This sounds like a report of a bug, but I believe this is not the actual story. It is more a report of a design tradeoff: the authors of those CP systems completely understand what happens, but were not happy to pay this performance price for reads. One thing is to have a data store that has a very limited performance in write operations but is very fast when you need to read, another thing is a data store where both writes and reads are very slow. However once you read potentially stale data from nodes, many of the advantages of having a CP system are gone. IMHO to revert those systems to a default where reads are applied to the state machine like writes is the sanest thing to do, even if options to potentially read stale reads are also useful in some context.
> This sounds like a report of a bug, but I believe this is not the actual story. It is more a report of a design tradeoff: the authors of those CP systems completely understand what happens, but were not happy to pay this performance price for reads
If the authors were aware of these issues then the documentation was dangerously misleading[1] and they should be docked points for that.
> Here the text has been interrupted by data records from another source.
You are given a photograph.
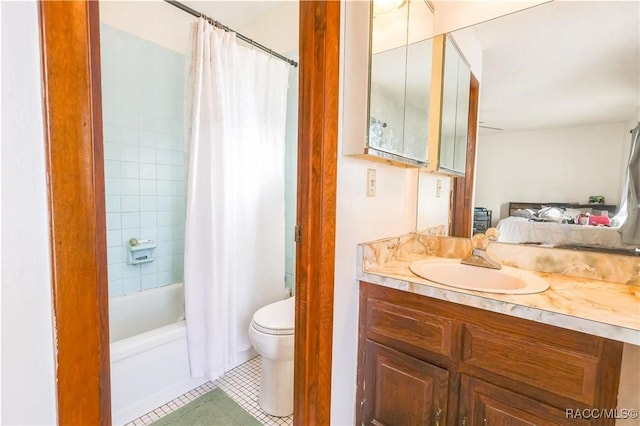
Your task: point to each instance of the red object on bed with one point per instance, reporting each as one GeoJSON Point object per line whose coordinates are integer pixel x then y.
{"type": "Point", "coordinates": [599, 220]}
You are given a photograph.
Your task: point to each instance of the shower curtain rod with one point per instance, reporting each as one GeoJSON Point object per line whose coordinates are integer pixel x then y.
{"type": "Point", "coordinates": [244, 38]}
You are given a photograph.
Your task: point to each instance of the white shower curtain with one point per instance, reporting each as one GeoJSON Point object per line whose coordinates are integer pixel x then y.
{"type": "Point", "coordinates": [235, 102]}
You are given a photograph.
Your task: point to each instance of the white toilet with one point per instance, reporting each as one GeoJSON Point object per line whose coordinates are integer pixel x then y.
{"type": "Point", "coordinates": [271, 334]}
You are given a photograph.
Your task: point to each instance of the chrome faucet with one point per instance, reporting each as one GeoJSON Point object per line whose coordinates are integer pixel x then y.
{"type": "Point", "coordinates": [479, 255]}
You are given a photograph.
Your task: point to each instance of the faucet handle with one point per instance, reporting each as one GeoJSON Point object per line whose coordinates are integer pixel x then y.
{"type": "Point", "coordinates": [479, 241]}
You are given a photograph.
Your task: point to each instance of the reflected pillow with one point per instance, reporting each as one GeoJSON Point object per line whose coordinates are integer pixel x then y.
{"type": "Point", "coordinates": [550, 214]}
{"type": "Point", "coordinates": [525, 213]}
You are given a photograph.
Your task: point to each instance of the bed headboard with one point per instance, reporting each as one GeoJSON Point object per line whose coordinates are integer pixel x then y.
{"type": "Point", "coordinates": [610, 209]}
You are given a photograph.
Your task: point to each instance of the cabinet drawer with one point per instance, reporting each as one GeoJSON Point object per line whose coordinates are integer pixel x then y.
{"type": "Point", "coordinates": [527, 360]}
{"type": "Point", "coordinates": [407, 329]}
{"type": "Point", "coordinates": [482, 404]}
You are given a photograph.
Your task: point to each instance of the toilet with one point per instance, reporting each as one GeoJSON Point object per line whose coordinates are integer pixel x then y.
{"type": "Point", "coordinates": [271, 334]}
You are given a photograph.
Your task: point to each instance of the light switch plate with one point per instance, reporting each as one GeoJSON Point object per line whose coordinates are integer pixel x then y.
{"type": "Point", "coordinates": [371, 182]}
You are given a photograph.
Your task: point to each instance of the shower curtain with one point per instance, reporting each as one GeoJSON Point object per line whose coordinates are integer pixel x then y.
{"type": "Point", "coordinates": [629, 214]}
{"type": "Point", "coordinates": [235, 113]}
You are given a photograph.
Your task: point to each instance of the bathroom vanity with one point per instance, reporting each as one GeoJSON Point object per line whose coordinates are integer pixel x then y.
{"type": "Point", "coordinates": [434, 355]}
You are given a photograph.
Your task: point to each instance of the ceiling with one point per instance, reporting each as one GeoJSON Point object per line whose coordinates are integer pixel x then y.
{"type": "Point", "coordinates": [560, 64]}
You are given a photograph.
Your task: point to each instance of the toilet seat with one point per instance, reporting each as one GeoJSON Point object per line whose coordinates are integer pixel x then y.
{"type": "Point", "coordinates": [276, 318]}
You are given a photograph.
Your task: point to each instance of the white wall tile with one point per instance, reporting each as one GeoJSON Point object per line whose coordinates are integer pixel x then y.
{"type": "Point", "coordinates": [130, 203]}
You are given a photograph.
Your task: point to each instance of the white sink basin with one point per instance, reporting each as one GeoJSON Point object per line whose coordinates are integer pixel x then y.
{"type": "Point", "coordinates": [454, 274]}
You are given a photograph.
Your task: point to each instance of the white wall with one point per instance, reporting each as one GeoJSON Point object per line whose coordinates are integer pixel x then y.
{"type": "Point", "coordinates": [358, 219]}
{"type": "Point", "coordinates": [434, 194]}
{"type": "Point", "coordinates": [553, 165]}
{"type": "Point", "coordinates": [28, 361]}
{"type": "Point", "coordinates": [451, 15]}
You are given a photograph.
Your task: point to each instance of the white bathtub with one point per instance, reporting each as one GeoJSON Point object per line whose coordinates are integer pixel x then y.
{"type": "Point", "coordinates": [149, 362]}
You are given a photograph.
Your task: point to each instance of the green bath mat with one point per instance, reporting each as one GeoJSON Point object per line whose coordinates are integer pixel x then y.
{"type": "Point", "coordinates": [212, 408]}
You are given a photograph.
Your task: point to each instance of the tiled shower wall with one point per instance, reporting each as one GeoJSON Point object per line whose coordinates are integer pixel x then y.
{"type": "Point", "coordinates": [142, 94]}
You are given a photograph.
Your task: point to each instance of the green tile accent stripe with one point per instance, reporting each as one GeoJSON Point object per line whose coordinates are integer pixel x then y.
{"type": "Point", "coordinates": [213, 408]}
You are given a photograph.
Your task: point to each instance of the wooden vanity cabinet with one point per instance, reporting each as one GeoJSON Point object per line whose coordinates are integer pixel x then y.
{"type": "Point", "coordinates": [423, 361]}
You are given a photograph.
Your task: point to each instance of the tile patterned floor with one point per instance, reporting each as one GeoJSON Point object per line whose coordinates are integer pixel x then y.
{"type": "Point", "coordinates": [241, 384]}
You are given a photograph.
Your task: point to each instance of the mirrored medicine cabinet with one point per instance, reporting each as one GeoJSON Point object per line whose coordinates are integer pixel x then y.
{"type": "Point", "coordinates": [418, 91]}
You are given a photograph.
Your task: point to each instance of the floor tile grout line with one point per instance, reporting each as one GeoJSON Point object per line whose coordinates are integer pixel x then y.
{"type": "Point", "coordinates": [241, 385]}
[1] As reported by aphyr, haven't read through it all myself. I'm thinking primarily of the labeling of "read from leader without going through log" as "consistent" bit.
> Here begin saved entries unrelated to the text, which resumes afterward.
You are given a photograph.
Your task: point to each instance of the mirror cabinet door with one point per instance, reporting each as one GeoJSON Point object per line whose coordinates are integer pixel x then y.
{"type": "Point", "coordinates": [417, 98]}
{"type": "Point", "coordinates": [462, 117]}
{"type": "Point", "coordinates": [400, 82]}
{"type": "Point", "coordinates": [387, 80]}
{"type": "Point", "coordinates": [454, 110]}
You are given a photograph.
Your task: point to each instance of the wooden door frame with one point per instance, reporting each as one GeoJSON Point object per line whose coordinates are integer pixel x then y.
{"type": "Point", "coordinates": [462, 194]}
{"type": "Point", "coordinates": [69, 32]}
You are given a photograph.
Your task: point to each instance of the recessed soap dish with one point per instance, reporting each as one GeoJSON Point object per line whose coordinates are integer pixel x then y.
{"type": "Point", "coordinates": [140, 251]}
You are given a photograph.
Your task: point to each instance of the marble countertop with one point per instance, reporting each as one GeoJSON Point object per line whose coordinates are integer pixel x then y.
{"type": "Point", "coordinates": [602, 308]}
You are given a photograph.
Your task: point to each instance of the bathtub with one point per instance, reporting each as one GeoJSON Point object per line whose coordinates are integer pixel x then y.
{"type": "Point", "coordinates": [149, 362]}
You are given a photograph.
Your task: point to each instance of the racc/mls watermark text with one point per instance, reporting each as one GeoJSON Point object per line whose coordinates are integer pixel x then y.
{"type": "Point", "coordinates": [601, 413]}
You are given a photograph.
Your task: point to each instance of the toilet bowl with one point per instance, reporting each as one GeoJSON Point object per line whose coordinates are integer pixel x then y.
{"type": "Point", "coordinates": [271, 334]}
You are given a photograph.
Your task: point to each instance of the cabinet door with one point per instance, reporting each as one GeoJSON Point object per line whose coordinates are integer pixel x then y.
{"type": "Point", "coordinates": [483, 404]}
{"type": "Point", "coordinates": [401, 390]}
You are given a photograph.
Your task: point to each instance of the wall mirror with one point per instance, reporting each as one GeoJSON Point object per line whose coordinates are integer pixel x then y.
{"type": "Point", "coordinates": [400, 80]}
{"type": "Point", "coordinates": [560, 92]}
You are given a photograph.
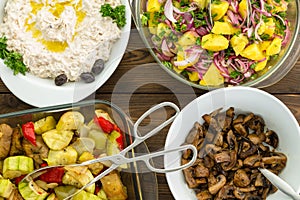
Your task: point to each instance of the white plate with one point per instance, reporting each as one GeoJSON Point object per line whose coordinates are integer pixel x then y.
{"type": "Point", "coordinates": [276, 115]}
{"type": "Point", "coordinates": [43, 92]}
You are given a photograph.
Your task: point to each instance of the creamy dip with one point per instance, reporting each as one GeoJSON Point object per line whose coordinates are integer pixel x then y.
{"type": "Point", "coordinates": [59, 36]}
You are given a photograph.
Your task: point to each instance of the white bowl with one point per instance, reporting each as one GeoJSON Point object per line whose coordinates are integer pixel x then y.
{"type": "Point", "coordinates": [276, 115]}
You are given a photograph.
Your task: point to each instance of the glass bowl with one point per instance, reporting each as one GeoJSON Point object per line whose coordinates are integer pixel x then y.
{"type": "Point", "coordinates": [140, 186]}
{"type": "Point", "coordinates": [275, 70]}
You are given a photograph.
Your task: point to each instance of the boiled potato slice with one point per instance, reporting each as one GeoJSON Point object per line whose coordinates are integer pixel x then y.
{"type": "Point", "coordinates": [201, 3]}
{"type": "Point", "coordinates": [188, 38]}
{"type": "Point", "coordinates": [261, 65]}
{"type": "Point", "coordinates": [15, 166]}
{"type": "Point", "coordinates": [153, 6]}
{"type": "Point", "coordinates": [113, 187]}
{"type": "Point", "coordinates": [274, 47]}
{"type": "Point", "coordinates": [264, 45]}
{"type": "Point", "coordinates": [57, 140]}
{"type": "Point", "coordinates": [6, 188]}
{"type": "Point", "coordinates": [278, 7]}
{"type": "Point", "coordinates": [193, 76]}
{"type": "Point", "coordinates": [212, 77]}
{"type": "Point", "coordinates": [99, 138]}
{"type": "Point", "coordinates": [162, 30]}
{"type": "Point", "coordinates": [78, 177]}
{"type": "Point", "coordinates": [219, 9]}
{"type": "Point", "coordinates": [71, 120]}
{"type": "Point", "coordinates": [224, 28]}
{"type": "Point", "coordinates": [152, 26]}
{"type": "Point", "coordinates": [238, 43]}
{"type": "Point", "coordinates": [253, 52]}
{"type": "Point", "coordinates": [243, 8]}
{"type": "Point", "coordinates": [62, 157]}
{"type": "Point", "coordinates": [104, 114]}
{"type": "Point", "coordinates": [269, 27]}
{"type": "Point", "coordinates": [214, 42]}
{"type": "Point", "coordinates": [44, 124]}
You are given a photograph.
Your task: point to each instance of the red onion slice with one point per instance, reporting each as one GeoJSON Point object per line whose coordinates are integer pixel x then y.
{"type": "Point", "coordinates": [168, 11]}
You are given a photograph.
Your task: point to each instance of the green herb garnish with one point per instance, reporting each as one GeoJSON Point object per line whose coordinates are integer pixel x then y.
{"type": "Point", "coordinates": [145, 18]}
{"type": "Point", "coordinates": [12, 59]}
{"type": "Point", "coordinates": [117, 13]}
{"type": "Point", "coordinates": [235, 74]}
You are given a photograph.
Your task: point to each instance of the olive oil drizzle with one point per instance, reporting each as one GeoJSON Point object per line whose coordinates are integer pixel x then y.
{"type": "Point", "coordinates": [56, 10]}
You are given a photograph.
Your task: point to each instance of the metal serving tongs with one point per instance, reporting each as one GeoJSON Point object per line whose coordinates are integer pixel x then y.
{"type": "Point", "coordinates": [248, 7]}
{"type": "Point", "coordinates": [280, 184]}
{"type": "Point", "coordinates": [120, 159]}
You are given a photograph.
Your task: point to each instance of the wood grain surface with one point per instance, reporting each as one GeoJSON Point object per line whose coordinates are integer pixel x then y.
{"type": "Point", "coordinates": [139, 83]}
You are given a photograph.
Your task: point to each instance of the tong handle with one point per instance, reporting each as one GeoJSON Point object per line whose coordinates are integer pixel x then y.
{"type": "Point", "coordinates": [139, 139]}
{"type": "Point", "coordinates": [147, 158]}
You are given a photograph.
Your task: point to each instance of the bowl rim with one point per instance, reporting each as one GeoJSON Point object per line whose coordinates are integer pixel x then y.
{"type": "Point", "coordinates": [291, 52]}
{"type": "Point", "coordinates": [168, 142]}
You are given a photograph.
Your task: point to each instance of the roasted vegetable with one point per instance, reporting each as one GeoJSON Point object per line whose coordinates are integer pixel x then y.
{"type": "Point", "coordinates": [6, 188]}
{"type": "Point", "coordinates": [45, 124]}
{"type": "Point", "coordinates": [16, 166]}
{"type": "Point", "coordinates": [57, 140]}
{"type": "Point", "coordinates": [70, 121]}
{"type": "Point", "coordinates": [5, 140]}
{"type": "Point", "coordinates": [32, 191]}
{"type": "Point", "coordinates": [62, 157]}
{"type": "Point", "coordinates": [78, 177]}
That's why I think this is a design decisions in both cases:
In one of this products (etcd if I remember correctly) there was a clear statement in the documentation about this semantics, and anyway, who implements Raft knows that for reads to be consistent they need to go the same path as writes. In the Raft paper you can find a whole section about this.
If you check the paper there are the following clearly stated informations:
Leaders can't reply to read queries without doing additional checks otherwise the reads are not linearizable.
For the reads to be linearizable, the following two things must be performed by leaders.
1) Commit a NOP at the start of its term, which is not a problem from a performance point of view. The problem is "2".
2) A leader needs to check if it is still the leader before every read, and this requires to contact a majority. That's the performance problem of linearizable reads, because you need to pay a latency equal to the latency of the slowest reply of the N/2+1 acks you need.
However note that even linearizable reads don't require fsync() to be called, so they are still better than writes.
What's your opinion on exposing the option of stale vs. consistent read in the API? I can see cases where I'd be ok with a stale read while for others I'd like the most up-to-date value.
That makes a lot of sense, there are definitely use cases where to read a past value is viable, especially considering the big difference in performances between the two kind of reads.